Тверь, «Kolonna Publications» 2009

Выдающийся чешский философ Ладислав Клима (1878-1928) в написанной им за 4 года до кончины автобиографии назвал себя человеком, который во всех профессиях, в каковых ему случалось оказываться занятым, был сущим халтурщиком: Клима писал про себя, что, например, когда он служил машинистом, то ни черта не понимал в своей машине, а когда был домуправом, то в глаза не видывал подведомственных ему домов. Примерно в таком же духе Клима имел основания высказаться и по поводу реализации себя в писательском ремесле — скажем, описать себя как беллетриста, никогда не державшего в руках своих книг. В отличие от философских трудов Ладислава Климы, ни одно его художественное произведение не было издано при его жизни, однако даже при всей нескорости путей, проделанных прозаическими сочинениями Климы к их читателям, в их ряду в этом смысле — в смысле затейливости достижения читательской аудитории — особняком стоит созданный им в 1917-ом году роман «Путешествие слепого змея на правдой», который считался вплоть до 1990-ых годов либо безвозвратно утерянным, либо брошенным автором после первой — только и имевшейся в распоряжении увлеченных Климой богемистов (разумеется, в виде рукописи) — главы, однако настойчивость и любознательность исследователей мест возможного базирования архивов Ладислава Климы были на исходе ХХ столетия вознаграждены ценнейшей находкой — стопкой бланков накладных табачной фабрики «Tabak-Erzats-Manufactur»; на этих листах этот роман был написан (и написан по-немецки) целиком.

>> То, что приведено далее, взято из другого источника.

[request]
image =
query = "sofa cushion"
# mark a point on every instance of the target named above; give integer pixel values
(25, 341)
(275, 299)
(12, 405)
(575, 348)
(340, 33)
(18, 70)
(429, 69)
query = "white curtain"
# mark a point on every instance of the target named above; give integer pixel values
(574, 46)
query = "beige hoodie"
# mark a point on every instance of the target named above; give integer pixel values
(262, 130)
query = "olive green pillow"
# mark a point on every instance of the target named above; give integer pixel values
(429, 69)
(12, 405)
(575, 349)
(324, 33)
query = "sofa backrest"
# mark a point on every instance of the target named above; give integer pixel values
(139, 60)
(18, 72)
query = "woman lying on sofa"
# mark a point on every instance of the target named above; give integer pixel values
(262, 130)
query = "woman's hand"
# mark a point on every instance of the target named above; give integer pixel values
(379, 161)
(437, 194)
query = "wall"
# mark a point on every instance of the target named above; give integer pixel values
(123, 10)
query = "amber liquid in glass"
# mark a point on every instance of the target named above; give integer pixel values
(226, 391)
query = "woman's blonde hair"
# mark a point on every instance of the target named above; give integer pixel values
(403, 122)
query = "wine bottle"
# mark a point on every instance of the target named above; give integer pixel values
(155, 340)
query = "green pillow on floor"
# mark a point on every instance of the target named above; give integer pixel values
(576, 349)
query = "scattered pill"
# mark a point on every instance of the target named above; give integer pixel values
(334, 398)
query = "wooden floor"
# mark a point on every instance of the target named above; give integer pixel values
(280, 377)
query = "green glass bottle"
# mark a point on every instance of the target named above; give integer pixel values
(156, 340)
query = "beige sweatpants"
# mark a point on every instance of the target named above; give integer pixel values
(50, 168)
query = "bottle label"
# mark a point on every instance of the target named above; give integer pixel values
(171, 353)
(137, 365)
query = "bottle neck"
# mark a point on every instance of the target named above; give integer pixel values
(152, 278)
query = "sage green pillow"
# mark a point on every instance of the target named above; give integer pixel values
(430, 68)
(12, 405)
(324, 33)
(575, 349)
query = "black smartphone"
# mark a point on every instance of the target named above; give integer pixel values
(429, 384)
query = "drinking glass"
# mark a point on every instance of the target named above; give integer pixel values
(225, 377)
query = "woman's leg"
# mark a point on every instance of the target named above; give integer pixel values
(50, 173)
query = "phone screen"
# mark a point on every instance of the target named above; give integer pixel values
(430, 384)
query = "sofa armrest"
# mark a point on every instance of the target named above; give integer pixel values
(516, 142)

До сих пор так и не состоялось издание этого произведения на языке оригинала, но зато вслед за уже случившимися в начале нового тысячелетия выходами в свет книг с переводами этой рукописи на чешский и французский языки, свершилась и русская публикация «Путешествия слепого змея за правдой»: в переводе Анны Глазовой оно стало второй — вслед за «Страданиями князя Штерненгоха» — книгой Ладислава Климы в каталоге тверского издательского дома «Kolonna Publications».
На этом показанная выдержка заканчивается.